A sabedoria do deserto

afreudite*
A família pode ser encarada como um conjunto. B. Russell detectou um paradoxo na teoria dos conjuntos que se enuncia do seguinte modo : um catálogo dos catálogos que não se compreendem a si próprios faz ou não parte de si mesmo ? Qualquer que seja a resposta esbarra-se com um paradoxo : Se se inclui o catálogo dos catálogos não se deveria incluir, se não se inclui deveria incluir-se.

Na matemática várias teorias , entre elas a teoria dos tipos de Russell tentaram resolver esta aporia que ameaça os próprios fundamentos da matemática.

Se se aceitar que o catálogo dos catálogos faz parte de si mesmo, deparamos com um conjunto fechado, consistente mas incompleto (o catálogo não se inclui a si mesmo) ; em contrapartida, se se auto-incluir o catálogo dos catálogos obtemos um conjunto "aberto", completo mas inconsistente.

Transpondo, como sugere Lacan, estas considerações esquemáticas do terreno da matemática para o da família, podemos distinguir a família tradicional, estruturada em torno do pai , a encarar como o catálogo dos catálogos, como um conjunto fechado, da família dos nossos dias, que já não gira em torno da figura paterna, que aparece mais como um conjunto aberto.

Cada um destes tipos de família apresenta as suas vantagens e inconvenientes, entre estes , a suas formas distintas de patologia.
Freud que viveu num tempo em que predominava a família tradicional, embora apresentando já sinais de crise, falou de patologias edipianas, paternas (ele chegou a designar o complexo de Édipo como complexo paterno) tais como a histeria e a neurose obsessiva.

No nosso tempo em que a família tradicional, fechada, cede lugar às novas formas de família, surgem , ao lado das patologias edipianas, outro tipo de patologias , a que alguns autores chamam "novas formas do sintoma" que compreendem a chamada depressão, a anorexia , a bulimia, entre outras e que têm como paradigma , a toxicomania.

A toxicomania, tão espalhada nos nossos dias e que atinge frequentemente, as famílias desestruturadas do ponto de vista tradicional, caracteriza-se por uma forma de gozo autista, fechada sobre si mesma, que exclui o Outro. É esta forma de gozo autista que converte a toxicomania no tal paradigma das "novas formas do sintoma" que , ao contrário das "velhas", as boas neuroses edipianas, resistem à "talking cure", levantando novos desafios à psicanálise.
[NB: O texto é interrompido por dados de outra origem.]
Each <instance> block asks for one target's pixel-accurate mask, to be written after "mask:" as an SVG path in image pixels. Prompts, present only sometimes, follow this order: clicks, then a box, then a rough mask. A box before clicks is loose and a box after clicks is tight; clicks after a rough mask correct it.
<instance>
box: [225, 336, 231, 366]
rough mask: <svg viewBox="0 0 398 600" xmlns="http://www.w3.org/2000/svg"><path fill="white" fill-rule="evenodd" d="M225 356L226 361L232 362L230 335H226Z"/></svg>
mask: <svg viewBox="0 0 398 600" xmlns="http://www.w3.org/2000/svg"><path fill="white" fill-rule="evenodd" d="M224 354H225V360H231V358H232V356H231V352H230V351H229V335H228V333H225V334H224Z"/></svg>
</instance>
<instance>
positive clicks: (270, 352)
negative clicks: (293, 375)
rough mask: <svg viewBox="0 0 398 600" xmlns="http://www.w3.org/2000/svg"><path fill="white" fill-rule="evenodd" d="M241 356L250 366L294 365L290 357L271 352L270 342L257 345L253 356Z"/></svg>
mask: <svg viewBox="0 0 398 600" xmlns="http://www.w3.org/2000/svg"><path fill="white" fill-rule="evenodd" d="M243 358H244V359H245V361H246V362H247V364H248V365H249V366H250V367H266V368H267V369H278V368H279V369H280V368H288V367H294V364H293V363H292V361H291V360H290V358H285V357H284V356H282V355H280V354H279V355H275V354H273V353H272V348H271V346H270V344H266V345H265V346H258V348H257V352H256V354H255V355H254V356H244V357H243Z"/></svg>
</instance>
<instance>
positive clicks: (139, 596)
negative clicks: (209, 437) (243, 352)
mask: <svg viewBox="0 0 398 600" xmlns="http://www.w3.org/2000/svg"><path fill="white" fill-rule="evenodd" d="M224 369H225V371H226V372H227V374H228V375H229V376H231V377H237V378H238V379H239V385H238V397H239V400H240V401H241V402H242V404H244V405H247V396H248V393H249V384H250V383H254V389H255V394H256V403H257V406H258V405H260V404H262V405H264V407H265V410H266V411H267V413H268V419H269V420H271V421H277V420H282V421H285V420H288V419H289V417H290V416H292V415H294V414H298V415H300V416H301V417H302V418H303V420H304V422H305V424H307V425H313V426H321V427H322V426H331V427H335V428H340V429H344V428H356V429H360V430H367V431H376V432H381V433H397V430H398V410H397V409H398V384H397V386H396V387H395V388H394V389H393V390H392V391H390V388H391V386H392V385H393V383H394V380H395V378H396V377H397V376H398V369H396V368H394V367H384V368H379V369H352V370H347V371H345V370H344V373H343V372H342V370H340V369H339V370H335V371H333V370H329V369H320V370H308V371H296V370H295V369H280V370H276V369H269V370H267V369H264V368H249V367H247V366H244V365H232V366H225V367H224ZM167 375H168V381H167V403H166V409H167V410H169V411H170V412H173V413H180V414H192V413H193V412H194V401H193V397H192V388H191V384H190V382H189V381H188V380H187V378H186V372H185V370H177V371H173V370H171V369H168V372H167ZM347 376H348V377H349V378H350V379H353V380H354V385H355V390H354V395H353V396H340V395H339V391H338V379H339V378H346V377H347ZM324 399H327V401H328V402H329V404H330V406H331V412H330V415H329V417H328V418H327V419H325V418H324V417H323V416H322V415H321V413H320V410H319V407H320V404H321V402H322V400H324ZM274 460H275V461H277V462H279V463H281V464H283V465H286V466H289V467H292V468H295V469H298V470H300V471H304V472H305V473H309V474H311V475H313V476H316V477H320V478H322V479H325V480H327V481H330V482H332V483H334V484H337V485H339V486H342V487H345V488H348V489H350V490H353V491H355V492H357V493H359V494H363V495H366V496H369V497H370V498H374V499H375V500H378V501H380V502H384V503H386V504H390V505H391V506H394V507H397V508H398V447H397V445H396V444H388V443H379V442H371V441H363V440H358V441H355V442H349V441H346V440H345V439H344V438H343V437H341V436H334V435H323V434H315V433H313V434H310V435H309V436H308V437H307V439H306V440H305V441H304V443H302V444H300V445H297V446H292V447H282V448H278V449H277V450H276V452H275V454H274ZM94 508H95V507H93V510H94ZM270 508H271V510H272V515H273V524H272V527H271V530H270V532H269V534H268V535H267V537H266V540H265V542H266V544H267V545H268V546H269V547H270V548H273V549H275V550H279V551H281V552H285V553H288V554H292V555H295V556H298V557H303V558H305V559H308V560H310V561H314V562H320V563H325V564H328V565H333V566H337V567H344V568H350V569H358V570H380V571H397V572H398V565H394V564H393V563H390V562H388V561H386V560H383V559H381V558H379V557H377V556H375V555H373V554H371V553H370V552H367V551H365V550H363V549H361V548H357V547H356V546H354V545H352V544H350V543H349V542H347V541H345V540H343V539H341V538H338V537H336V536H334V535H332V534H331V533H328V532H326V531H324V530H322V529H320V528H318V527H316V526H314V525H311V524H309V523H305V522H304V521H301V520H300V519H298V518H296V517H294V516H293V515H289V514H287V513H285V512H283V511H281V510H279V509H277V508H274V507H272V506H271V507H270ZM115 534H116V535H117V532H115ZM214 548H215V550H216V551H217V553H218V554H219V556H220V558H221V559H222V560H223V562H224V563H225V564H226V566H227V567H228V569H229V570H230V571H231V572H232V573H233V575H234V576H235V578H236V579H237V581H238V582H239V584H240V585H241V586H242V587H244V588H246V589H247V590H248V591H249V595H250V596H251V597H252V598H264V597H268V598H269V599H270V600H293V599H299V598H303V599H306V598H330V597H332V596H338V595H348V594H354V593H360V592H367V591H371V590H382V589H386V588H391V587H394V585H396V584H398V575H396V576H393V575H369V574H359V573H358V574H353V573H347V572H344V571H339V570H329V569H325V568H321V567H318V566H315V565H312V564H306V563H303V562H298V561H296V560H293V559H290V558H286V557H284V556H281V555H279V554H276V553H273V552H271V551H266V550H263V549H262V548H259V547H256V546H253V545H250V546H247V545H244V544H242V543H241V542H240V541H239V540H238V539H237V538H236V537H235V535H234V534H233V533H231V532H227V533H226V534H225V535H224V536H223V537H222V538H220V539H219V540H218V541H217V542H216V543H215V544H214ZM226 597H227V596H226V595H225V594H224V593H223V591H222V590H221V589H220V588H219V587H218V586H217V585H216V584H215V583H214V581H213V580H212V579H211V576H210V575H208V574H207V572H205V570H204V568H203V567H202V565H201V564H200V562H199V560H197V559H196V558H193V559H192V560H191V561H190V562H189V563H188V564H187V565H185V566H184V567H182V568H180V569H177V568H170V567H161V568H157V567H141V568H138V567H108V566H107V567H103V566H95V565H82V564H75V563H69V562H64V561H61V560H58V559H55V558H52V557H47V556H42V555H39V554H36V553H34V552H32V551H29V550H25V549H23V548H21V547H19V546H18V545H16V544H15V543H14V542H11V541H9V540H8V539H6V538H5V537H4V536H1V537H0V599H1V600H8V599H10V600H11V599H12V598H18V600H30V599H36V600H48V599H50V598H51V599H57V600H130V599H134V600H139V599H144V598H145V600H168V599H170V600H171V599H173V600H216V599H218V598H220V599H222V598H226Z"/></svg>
A parábola que a seguir apresento, reporta-se a um tempo e a um espaço (o deserto) onde predomina a família tradicional, paternalista.

Ao morrer, um beduíno deixou aos três filhos, como herança, os seus 17 camelos que deveriam ser dividos da seguinte forma : metade para o promogénito, um terço para o do meio e, um nono para o mais novo. Não era muito equitativo, segundo os nossos padrões igualitaristas, mas não era questionado por assentar numa longa tradição.
Ao confrontarem-se com as cláusulas do testamento, os filhos não sabiam como as executar. !7 não era um número divisível nem por dois, nem por três nem por nove. Calcularam e voltaram a calcular, discutiram, exaltaram chegando a envolver-se em acesas disputas físicas.

Apercebendo-se dos conflitos que dilaceravam a família, o velho Ahmed, irmão do pai, apresentou-se na tenda dos irmãos desavindos e, depois de algumas sábias reflexões sobre o valor da família, terminou o seu arrazoado dizendo : "Em nome da amizade para com o vosso defunto pai e, no intuito de ajudar a resolver os vossos diferendos, resolvi oferecer-vos a única coisa que possuo, o meu velho camelo.

Os irmãos, sensibilizados agradeceram a generosidade do velho e resolveram proceder às partilhas. Com o camelo oferecido pelo velho , as contas eram fáceis de fazer . Metade de 18 para o mais velho ou seja 9 camelos, um terço para o do meio , o que dava 6 e, finalmente, um nono para o caçula, o que perfazia 2 camelos.

Feita a distribuição dos 9+6+2 camelos eles descobriram, espantados que sobrava um camelo. Voltaram uma e outra vez a fazer as partilhas, discutiram mas chegavam sempre à mesma conclusão : sobrava sempre um.

Lembrando-se da generosidade do velho Ahmed, que não por acaso passava por ali, naquela ocasião, resolveram devolver o camelo subsistente, àquele que se sacrificara , aparentemente , em nome da amizade e dos valores tradicionais.

1 Comments:

Blogger HCM said...

Excelente. É a parábola dos números primos: tal como nas nas heranças basta um a mais para que se dividam.